Greedy Sponge, a financially motivated hacking group, has targeted Mexican organizations since early 2021 using modified AllaKore RAT and SystemBC. The group indiscriminately attacks various sectors including retail, agriculture, and banking. The AllaKore RAT payload is designed to capture banking credentials and other authentication data for financial fraud. The campaign employs phishing or drive-by attacks to distribute compromised ZIP files. Greedy Sponge has refined its tactics, incorporating geofencing to limit payload access and using SOCKS5 proxies to communicate with C2 servers.
The AllaKore RAT payload has been heavily modified to enable the threat actors to send select banking credentials and unique authentication information back to their command-and-control (C2) server, for the purpose of conducting financial fraud.
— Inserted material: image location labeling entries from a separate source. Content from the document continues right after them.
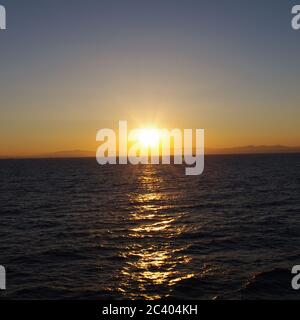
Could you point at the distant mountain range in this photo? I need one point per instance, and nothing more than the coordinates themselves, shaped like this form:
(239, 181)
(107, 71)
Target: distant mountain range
(234, 150)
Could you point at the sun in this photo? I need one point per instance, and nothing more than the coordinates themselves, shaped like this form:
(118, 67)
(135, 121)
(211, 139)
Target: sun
(149, 137)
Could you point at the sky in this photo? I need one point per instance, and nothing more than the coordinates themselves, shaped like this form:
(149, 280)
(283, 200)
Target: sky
(71, 67)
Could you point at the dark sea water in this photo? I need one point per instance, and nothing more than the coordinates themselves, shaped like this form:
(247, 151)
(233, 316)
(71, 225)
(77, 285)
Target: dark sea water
(71, 229)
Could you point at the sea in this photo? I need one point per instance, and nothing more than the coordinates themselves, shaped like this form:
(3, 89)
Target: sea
(72, 229)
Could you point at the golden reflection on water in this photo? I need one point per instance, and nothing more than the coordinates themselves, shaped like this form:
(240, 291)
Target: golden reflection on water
(155, 262)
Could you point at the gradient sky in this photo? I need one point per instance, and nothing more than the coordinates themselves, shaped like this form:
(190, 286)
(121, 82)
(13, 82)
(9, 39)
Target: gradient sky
(71, 67)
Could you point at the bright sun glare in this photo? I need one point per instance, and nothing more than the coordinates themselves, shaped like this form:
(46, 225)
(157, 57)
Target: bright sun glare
(149, 137)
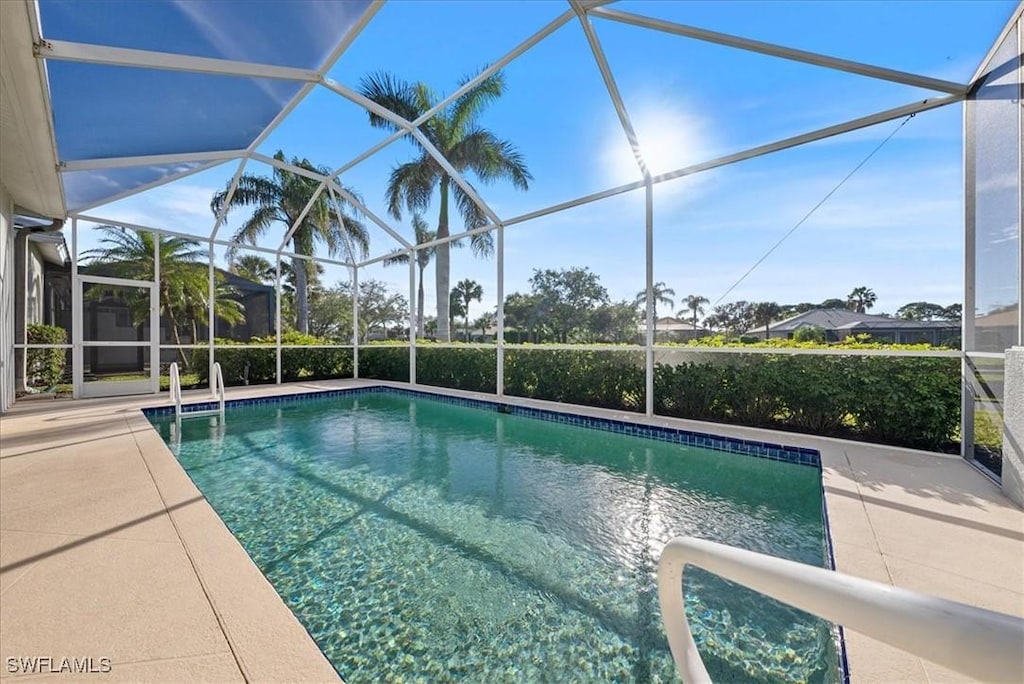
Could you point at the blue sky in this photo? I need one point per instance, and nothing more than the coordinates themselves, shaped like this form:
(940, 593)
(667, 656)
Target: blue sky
(895, 226)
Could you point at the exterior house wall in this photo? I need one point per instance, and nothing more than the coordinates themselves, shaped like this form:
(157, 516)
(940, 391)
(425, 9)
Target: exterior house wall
(6, 300)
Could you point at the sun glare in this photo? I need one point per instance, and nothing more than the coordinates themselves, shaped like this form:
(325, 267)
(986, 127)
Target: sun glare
(670, 138)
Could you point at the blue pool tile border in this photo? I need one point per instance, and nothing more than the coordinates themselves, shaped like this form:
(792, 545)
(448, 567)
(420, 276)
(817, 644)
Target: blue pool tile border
(761, 450)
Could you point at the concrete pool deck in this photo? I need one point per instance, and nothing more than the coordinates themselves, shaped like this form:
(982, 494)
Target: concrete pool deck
(109, 551)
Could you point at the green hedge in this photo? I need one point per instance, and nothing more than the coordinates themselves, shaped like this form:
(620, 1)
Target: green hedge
(308, 362)
(901, 400)
(471, 369)
(384, 362)
(606, 379)
(46, 367)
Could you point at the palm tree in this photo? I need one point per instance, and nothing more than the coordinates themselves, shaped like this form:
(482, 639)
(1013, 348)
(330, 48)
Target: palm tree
(764, 313)
(662, 292)
(467, 291)
(455, 131)
(861, 299)
(183, 287)
(281, 200)
(253, 267)
(694, 304)
(423, 258)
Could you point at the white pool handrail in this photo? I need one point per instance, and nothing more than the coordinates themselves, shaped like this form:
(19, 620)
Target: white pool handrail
(984, 644)
(176, 390)
(216, 391)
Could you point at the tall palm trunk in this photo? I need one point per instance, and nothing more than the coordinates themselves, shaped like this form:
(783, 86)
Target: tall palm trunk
(443, 264)
(420, 332)
(301, 295)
Historically, geofencing to the Mexican region took place in the first stage, via a .NET downloader included in the trojanized Microsoft software installer (MSI) file. This has now been moved server-side to restrict access to the final payload.
Greedy Sponge has also refined and updated its tradecraft to incorporate improved geofencing measures as of mid-2024 in an attempt to thwart analysis.
Attack chains analyzed by Arctic Wolf show that the remote access trojan is designed to optionally deliver secondary payloads like SystemBC, a C-based malware that turns compromised Windows hosts into SOCKS5 proxies.